Now, let's focus on the popultionas from the official census in 2010 and the most recent estimates available from 2019. Select only the columns `SEX`, `AGE`, `CENSUS2010POP`, and `POPESTIMATE2019`.

In [None]:
# Select the columns needed from `full`
partial = full.select('SEX', 'AGE', 'CENSUS2010POP', 'POPESTIMATE2019')
partial

In [None]:
# Rename the columns to make them easier to refer to
simple = partial.relabeled('CENSUS2010POP', '2010').relabeled('POPESTIMATE2019', '2019')
simple

In [None]:
# Look at some line graphs and discuss the patterns
to_graph = simple.where('SEX', 1).where('AGE', are.below(999)).drop('SEX')
to_graph.plot('AGE', '2010')

In [None]:
# Look at some line graphs and discuss the patterns
to_graph = simple.where('SEX', 2).where('AGE', are.below(999)).drop('SEX')
to_graph.plot('AGE', '2010')

## Percent Change

Create a new table named `changes` that has the following columns: `AGE`, `POPCHANGE`, and `PERCENTCHANGE`, where each row corresponds to a row in the `partial` table where `SEX` was 0, and `AGE` was for a single-year (not 999). 

The `POPCHANGE` column should represent the popualation growth from the 2010 census to the 2019 estimate, measured in people.

The `PERCENTCHANGE` column should represent the percent change between from the 2010 census to the 2019 estimate.
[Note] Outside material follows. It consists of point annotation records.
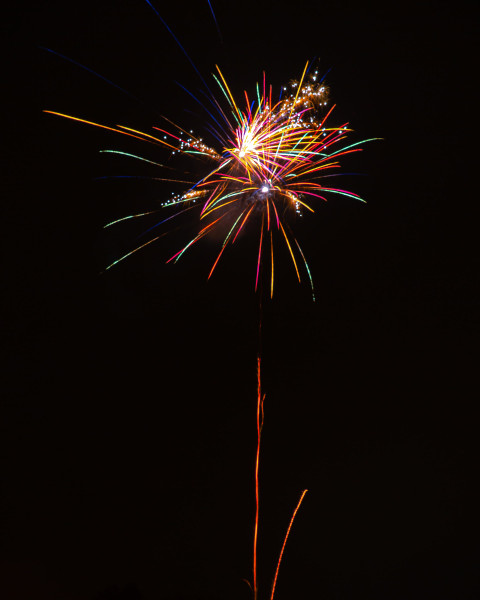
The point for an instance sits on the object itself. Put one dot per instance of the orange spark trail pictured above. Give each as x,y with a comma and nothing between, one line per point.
285,541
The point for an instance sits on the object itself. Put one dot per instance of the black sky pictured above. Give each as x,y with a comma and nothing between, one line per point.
128,428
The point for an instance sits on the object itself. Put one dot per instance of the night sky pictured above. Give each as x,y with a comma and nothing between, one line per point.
128,408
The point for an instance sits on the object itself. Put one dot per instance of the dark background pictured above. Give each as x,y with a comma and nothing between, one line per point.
128,427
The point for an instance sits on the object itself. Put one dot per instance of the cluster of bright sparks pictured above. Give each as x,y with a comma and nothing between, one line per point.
274,155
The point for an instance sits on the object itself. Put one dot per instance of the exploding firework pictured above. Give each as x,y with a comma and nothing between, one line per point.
268,166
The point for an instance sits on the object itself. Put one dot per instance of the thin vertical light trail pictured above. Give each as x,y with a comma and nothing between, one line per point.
260,400
285,541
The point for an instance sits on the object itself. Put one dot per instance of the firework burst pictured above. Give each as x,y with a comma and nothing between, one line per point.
269,166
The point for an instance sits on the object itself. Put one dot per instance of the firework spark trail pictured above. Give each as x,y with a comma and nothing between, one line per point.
285,542
273,157
260,400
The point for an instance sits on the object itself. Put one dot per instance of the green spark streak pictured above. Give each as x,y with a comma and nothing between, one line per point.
135,156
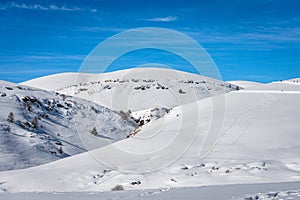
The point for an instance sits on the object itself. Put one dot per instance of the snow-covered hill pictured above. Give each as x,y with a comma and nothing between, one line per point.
244,84
259,143
135,89
38,127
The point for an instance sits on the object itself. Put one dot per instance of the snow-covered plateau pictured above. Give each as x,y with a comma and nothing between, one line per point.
202,136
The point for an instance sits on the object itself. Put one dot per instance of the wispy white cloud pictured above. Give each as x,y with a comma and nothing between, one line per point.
51,7
163,19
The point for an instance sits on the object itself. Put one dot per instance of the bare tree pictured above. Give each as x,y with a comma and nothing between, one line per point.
94,131
11,117
35,122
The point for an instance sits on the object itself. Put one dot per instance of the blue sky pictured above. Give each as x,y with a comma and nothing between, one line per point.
257,40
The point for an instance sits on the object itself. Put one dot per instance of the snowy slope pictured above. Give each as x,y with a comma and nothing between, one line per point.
135,89
259,143
244,84
45,126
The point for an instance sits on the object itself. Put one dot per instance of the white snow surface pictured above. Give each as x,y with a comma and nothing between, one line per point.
63,127
134,89
244,84
258,143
Use array operations to calculate these columns and table methods to create the table that contains them.

In [None]:
# Create a table with the reduced set of rows and columns
initial = simple.where('SEX', 0).where('AGE', are.below(999)).drop('SEX')
initial

In [None]:
# Create an ARRAY that contains the values for the `POPCHANGE` column
population_change = ...
population_change

In [None]:
# Create an ARRAY that contains the values for the `PERCENTCHANGE` column
percent_change = ...
percent_change

In [None]:
# Create the final table named `changes` has has columns `AGE`, `2010`, `2019`, `POPCHANGE`, and `PERCENTCHANGE`
changes = ...
changes

## Explore Census Data

The US Census Bureau held a competition around the 2020 Census called "Let's Make it Count" [link](https://www.letsmakeitcount.org/). It's described as follows:

> ### ASK QUESTIONS. EXPLORE DATA. SHARE INSIGHTS.
> Learn more about Census data at https://census.gov/academy and submit a story here about how Census information and context matters to you and/or your community. 

> Submissions can include, but are not limited to: posters, infographics, essays, captioned photos, interactive or static data visualization(s), apps, and websites.
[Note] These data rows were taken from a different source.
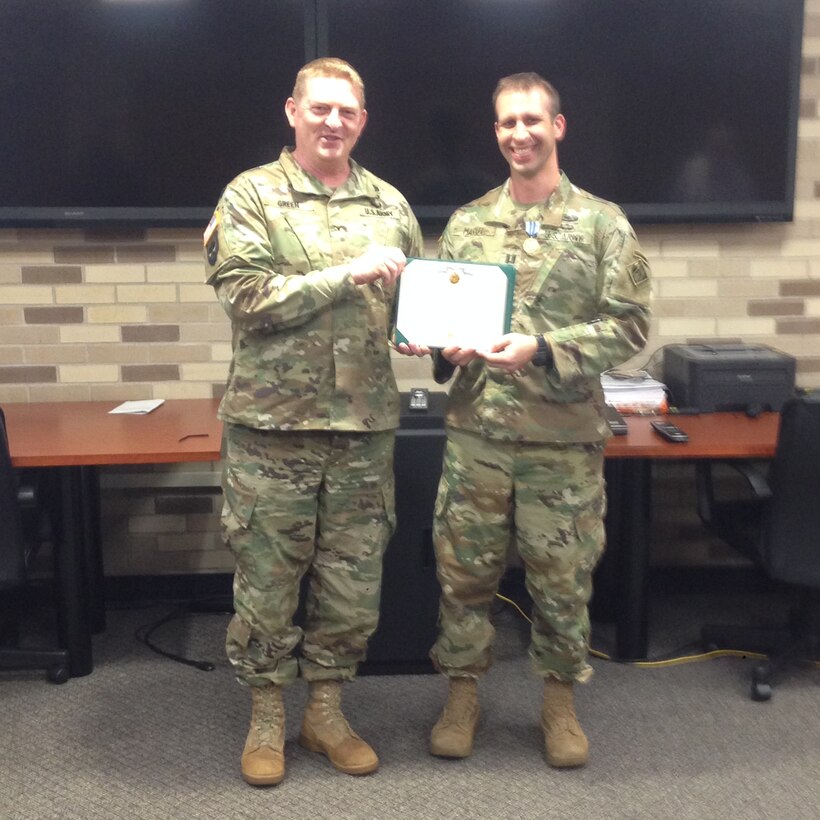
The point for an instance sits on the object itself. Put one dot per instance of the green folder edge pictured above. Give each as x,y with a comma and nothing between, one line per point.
507,269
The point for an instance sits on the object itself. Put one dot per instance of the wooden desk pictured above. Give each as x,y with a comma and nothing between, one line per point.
622,574
76,438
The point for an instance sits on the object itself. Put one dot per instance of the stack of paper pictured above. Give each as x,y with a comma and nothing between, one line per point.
138,408
634,394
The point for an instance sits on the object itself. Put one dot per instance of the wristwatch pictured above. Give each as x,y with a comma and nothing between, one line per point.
543,355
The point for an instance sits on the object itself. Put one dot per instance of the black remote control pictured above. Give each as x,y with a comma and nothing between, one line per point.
419,398
669,431
617,423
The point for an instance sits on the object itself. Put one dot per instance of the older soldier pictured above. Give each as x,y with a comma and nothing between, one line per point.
526,431
303,254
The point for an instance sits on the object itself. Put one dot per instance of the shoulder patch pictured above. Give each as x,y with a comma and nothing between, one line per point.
212,226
> Entries will be reviewed by the competition hosts and community leaders for creativity, clarity of message, and the use of Census data for effective storytelling. Submissions should address how the participant has been, is, or will be Asking Questions, Exploring Data, and Sharing Insights.

While we haven't learned a lot about data visualization yet in this course, you should be able to dig into this census data and look for patterns and trends. Create some code cells below and investigate the data. If you find anything of interest, share it to the course discussion board under Activity 06.